At first I found it a little tedious. I was getting tired of reading about being hungry and living in grungy places. I'm also reading it on a Kindle and so far I worry that I am rushing through Kindle books (maybe because I rush through everything else I read on a screen?). So I tried to slow down and then I got to the part where she moved into the Chelsea Hotel. That's when I really started to enjoy myself.

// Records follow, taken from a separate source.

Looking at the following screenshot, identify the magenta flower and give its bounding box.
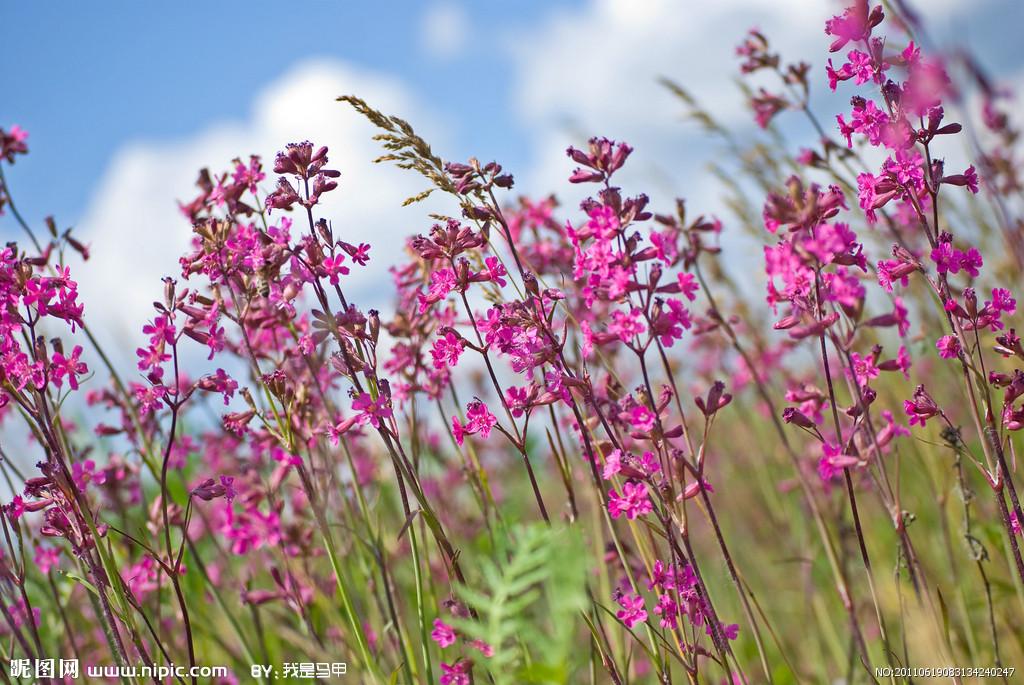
[608,481,654,520]
[50,345,89,390]
[430,330,464,369]
[32,547,60,575]
[439,659,472,685]
[352,392,392,428]
[935,336,961,359]
[466,399,498,438]
[430,618,456,649]
[615,594,647,630]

Patti Smith is about 15 years older than me. It's startling to reflect on the fact that when I was in high school, trudging back and forth from Union Square to my school on 15th Street, it seems likely that I may have brushed past Patti Smith at some point. And just as her head was full of ideas of how to be an artist and find her way in the world, mine was too. I was walking along toting a dance bag and some volume of 19th century fiction and I was hungry not because I didn't have money but because I was intentionally not eating to try to fit in just a little bit more invisibly at American Ballet Theatre School.
In some ways I'm still walking along everyday wondering about how to be an artist. This past week I've been chewing on how to keep up with a writing practice. It seems like a burden right now. I want to wallow in words but I don't want to write a scene or tie up the loose ends of a character.
At breakfast yesterday as I read about Patti and Robert stringing up beads in their studio and about Patti hiring a guitar player to accompany her at her first big poetry reading, I realized I am looking at my own art from a narrow, prescribed point of view. It's important for me to have a "deliverable" to point to -- mostly for other people. "Oh, look, here is a set of short stories I've written," "Here is the first half of a novel I'm working on." Why should I care about that?
If I don't want to finish a scene, why should I? Isn't it enough to just play with words and colors and patterns for a while and see where it leads?